И все же трактату «Что такое искусство?», в котором он яростно обличает греческие трагедии, Данте, Микеланджело, Шекспира и Бетховена, противостоит потрясающий «Хаджи-Мурат», повесть, написанная им между 1896 и 1904 годами, но при его жизни не опубликованная. Притом что он иногда осуждал «Хаджи-Мурата» как потакание своим желаниям, он делал набросок за наброском этой повести[419]и очень хорошо понимал, что это шедевр, причем противоречивший почти всем его принципам, согласно которым искусству следовало быть христианским и нравственным. Как-то не решаешься поставить «Хаджи-Мурата» надо всеми прочими свершениями Толстого в жанре повести — жанре, в котором он достиг совершенства: речь идет о таких замечательных вещах, как «Смерть Ивана Ильича», «Хозяин и работник», «Дьявол», «Казаки», «Крейцерова соната» и «Отец Сергий». Тем не менее даже о первых двух вещах из этого списка нельзя сказать, что они не дают мне покоя так же, как «Хаджи-Мурат», — с тех самых пор как я впервые прочел его больше сорока лет назад.

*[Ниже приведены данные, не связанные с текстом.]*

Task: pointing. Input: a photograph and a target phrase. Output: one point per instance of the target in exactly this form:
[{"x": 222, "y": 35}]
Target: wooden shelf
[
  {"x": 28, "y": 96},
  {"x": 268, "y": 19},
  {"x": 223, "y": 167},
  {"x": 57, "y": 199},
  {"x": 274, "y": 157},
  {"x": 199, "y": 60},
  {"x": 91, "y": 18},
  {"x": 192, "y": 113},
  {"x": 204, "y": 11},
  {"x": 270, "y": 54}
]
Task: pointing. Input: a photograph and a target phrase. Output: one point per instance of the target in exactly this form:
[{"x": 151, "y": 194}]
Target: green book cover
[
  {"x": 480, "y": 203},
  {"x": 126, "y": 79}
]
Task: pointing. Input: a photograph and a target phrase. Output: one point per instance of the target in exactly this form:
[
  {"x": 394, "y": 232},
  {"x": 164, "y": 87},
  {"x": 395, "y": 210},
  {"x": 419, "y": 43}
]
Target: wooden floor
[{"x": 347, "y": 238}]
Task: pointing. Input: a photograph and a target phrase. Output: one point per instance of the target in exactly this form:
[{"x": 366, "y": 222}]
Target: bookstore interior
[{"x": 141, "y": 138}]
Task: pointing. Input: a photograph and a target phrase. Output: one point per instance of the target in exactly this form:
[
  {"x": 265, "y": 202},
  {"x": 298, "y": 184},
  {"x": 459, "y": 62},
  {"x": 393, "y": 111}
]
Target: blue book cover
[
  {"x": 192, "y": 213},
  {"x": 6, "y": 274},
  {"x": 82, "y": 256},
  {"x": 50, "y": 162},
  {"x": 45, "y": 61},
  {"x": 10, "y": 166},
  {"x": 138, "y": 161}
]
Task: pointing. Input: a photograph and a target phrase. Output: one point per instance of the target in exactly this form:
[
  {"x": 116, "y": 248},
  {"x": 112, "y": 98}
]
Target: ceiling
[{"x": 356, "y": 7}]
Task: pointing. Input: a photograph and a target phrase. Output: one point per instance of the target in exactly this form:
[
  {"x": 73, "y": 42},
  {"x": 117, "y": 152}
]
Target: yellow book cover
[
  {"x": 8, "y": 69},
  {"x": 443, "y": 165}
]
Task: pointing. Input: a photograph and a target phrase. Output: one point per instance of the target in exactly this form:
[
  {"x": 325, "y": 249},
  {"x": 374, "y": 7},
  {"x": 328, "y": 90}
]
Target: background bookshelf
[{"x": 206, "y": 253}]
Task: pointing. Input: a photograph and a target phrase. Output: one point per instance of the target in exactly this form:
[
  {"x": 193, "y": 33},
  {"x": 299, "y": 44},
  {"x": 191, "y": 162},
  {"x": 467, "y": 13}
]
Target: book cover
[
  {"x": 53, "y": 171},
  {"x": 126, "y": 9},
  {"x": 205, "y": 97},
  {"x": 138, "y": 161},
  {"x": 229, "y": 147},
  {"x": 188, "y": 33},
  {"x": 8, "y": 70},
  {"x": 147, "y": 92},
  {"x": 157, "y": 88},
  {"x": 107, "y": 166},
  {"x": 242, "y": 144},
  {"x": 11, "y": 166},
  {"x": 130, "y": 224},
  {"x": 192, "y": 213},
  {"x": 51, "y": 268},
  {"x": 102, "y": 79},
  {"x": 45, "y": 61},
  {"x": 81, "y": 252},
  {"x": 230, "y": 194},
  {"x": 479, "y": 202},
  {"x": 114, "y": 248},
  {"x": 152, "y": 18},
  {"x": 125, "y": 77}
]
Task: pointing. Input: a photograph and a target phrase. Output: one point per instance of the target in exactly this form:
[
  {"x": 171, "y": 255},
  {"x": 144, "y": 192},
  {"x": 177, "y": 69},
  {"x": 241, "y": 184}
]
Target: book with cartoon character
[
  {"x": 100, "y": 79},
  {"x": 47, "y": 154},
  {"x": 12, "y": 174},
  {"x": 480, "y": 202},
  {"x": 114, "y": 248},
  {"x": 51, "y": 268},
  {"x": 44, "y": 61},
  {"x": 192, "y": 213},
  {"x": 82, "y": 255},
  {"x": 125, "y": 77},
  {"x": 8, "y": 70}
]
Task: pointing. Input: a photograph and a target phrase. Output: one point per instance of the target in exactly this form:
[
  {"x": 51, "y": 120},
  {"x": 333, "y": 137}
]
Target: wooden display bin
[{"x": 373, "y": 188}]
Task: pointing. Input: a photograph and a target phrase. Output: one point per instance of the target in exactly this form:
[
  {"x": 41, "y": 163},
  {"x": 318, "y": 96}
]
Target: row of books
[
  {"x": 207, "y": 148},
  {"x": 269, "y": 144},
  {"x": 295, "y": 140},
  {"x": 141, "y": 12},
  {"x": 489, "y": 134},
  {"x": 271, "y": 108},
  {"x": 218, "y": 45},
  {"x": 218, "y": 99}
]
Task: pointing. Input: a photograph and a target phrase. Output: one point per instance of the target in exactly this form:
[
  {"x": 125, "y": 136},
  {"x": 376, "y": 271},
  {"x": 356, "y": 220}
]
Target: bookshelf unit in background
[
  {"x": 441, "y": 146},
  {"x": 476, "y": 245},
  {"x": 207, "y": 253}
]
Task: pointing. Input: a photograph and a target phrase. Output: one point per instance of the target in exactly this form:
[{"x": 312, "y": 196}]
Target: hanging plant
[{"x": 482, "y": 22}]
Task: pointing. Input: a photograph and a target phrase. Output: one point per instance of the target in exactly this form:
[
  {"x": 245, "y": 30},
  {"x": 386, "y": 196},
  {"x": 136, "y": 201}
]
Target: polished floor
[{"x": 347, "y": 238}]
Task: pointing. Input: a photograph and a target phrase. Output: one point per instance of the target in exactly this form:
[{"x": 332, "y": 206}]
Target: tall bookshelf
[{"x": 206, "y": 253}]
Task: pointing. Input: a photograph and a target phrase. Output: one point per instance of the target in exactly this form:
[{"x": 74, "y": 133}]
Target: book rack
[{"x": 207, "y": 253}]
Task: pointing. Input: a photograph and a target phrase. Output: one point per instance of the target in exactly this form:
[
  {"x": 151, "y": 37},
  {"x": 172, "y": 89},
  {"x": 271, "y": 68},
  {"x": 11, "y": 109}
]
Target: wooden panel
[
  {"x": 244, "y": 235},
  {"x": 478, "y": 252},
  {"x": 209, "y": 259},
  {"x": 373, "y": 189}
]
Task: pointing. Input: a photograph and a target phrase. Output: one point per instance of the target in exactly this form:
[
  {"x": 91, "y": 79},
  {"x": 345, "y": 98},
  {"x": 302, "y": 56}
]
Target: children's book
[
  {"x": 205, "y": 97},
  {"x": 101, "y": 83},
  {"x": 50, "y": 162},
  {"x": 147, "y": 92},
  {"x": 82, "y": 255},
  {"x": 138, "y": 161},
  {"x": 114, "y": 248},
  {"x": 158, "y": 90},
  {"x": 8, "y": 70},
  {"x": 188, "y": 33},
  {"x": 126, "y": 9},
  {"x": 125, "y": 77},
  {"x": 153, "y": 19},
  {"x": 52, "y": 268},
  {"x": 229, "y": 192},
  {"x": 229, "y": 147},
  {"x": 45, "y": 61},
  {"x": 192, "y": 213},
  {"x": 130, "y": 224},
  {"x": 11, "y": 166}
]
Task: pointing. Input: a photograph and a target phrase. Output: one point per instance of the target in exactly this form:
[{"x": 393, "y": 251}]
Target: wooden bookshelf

Это мой личный эталон возвышенного в художественной прозе, на мой вкус — лучшая повесть на свете, во всяком случае, лучшая из всех, что я когда-либо читал.
На протяжении всей этой книги я утверждаю, что самобытность, сиречь странность, есть свойство, которое в большей мере, нежели какое-либо иное, делает сочинение каноническим. Странность Толстого странна сама по себе, потому что она самым парадоксальным образом на первый взгляд не кажется странной. В словах повествователя всегда слышишь слова Толстого, и слова эти обращены прямо к тебе, разумны, уверенны и добры. Виктор Шкловский, один из крупнейших современных русских литературоведов, отмечал, что «самый обычный прием у Толстого — это когда он отказывается узнавать вещи и описывает их, как в первый раз виденные»[420]. Благодаря этой технике отстранения в сочетании с тоном, который берет Толстой, читатель пребывает в радостном убеждении, что Толстой позволяет ему видеть все, как в первый раз, в то же время внушая ему такое чувство, что он уже все видел. Единое ощущение чуждости и привычности кажется невозможным, но уникальную атмосферу сочинений Толстого создает именно оно.